C’è chi dice che questo ruolo rappresenti una deviazione nella sua carriera, costellata da eroine romantiche, e lei ammette che Abigail potrebbe in effetti risultare sgradevole. «Di certo questo è uno degli aspetti positivi dell’andare avanti con l’età: i nostri sogni si espandono, iniziamo a desiderare altri tipi di sfide. Quando non hai più 21 anni (ne aveva 20 quando ha debuttato sul grande schermo con la commedia Suxbad – Tre menti sopra il pelo, nda) inizi a ricevere proposte diverse e, perché no, anche più interessanti». Tra gli esempi più recenti c’è la miniserie targata Netflix Maniac, di cui era protagonista e produttrice esecutiva: «La libertà di scegliere è un privilegio. Noi attori siamo abituati ad essere solo un ingranaggio nella macchina del cinema, ma è incredibile poter prendere delle decisioni da un punto di vista creativo e sentire di avere una voce con cui potersi esprimere». Non aspettatevi, però, che inizi a condividere pubblicamente le proprie opinioni.

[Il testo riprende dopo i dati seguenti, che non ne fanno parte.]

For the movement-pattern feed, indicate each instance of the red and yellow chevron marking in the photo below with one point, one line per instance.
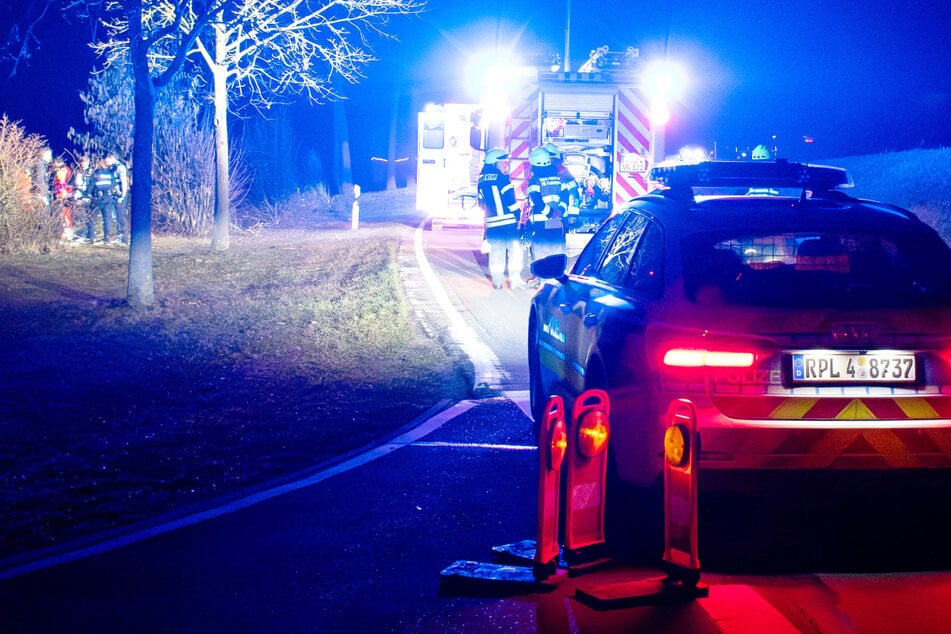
(838, 408)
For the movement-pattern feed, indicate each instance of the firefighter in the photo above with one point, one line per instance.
(569, 184)
(548, 205)
(121, 195)
(502, 216)
(102, 190)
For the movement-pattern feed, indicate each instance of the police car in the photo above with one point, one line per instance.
(808, 329)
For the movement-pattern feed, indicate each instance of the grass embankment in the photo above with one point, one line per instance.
(289, 349)
(918, 180)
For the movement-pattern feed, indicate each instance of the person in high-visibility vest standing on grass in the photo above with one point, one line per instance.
(502, 215)
(548, 204)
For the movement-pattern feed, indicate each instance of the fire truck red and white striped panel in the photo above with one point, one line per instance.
(633, 137)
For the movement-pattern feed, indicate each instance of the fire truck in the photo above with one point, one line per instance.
(598, 118)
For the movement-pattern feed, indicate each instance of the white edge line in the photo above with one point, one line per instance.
(488, 368)
(427, 426)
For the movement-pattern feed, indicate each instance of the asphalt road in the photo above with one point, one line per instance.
(358, 545)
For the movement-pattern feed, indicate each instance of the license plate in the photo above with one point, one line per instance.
(853, 367)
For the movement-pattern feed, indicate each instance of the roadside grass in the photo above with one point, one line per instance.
(291, 348)
(918, 180)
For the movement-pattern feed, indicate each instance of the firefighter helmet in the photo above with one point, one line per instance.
(761, 153)
(539, 157)
(552, 149)
(495, 155)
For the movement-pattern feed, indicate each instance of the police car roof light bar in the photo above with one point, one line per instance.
(760, 174)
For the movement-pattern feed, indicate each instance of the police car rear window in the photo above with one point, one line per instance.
(817, 268)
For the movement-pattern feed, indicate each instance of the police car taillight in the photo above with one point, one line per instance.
(700, 358)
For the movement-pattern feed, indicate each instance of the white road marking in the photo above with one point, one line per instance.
(488, 368)
(429, 424)
(476, 445)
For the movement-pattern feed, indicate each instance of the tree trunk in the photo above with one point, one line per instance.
(140, 291)
(220, 235)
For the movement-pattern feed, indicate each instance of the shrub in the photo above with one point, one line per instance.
(28, 224)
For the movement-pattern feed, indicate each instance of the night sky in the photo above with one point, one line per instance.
(857, 77)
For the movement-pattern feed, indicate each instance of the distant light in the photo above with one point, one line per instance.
(490, 75)
(660, 114)
(664, 81)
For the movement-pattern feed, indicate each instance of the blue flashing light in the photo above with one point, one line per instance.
(760, 174)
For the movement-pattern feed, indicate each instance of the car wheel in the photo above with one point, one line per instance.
(633, 516)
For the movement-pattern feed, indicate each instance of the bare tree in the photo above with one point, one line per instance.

«Ci sono persone eloquenti e capaci di spiegarsi in modo splendido. Io, invece, divento molto nervosa ogni volta che devo dire qualcosa. Quando si parla di social media, poi, li trovo spaventosi». Perché? «In quanto artisti, ci vengono spesso poste domande inerenti argomenti che vanno ben oltre il nostro mestiere, dall’evoluzione del femminismo alla politica. E guai a te se, quando dici la tua davanti ad un microfono, dai una risposta sbagliata!». Scuote la testa. «È una cosa che mi spaventa e che mi spinge a non espormi, se non conosco bene il tema di cui devo parlare. Allo stesso tempo, per chi è sicuro di sé, i social possono essere un’opportunità fantastica. Io, semplicemente, non appartengo a quella categoria» dice con un sorriso. Il futuro è roseo: oltre a rivederla nei panni di Wichita nell’atteso sequel di Benvenuti a Zombieland (stesso cast dell’originale, uscirà a ottobre), sarà Crudelia de Mon nell’origin story sulla villain de La Carica dei 101. E chissà che, la notte del 24 febbraio, non sia proprio lei a salire sul palco del Dolby Theatre di Los Angeles per ritirare il suo secondo Oscar, dopo quello vinto nel 2017 per La La Land.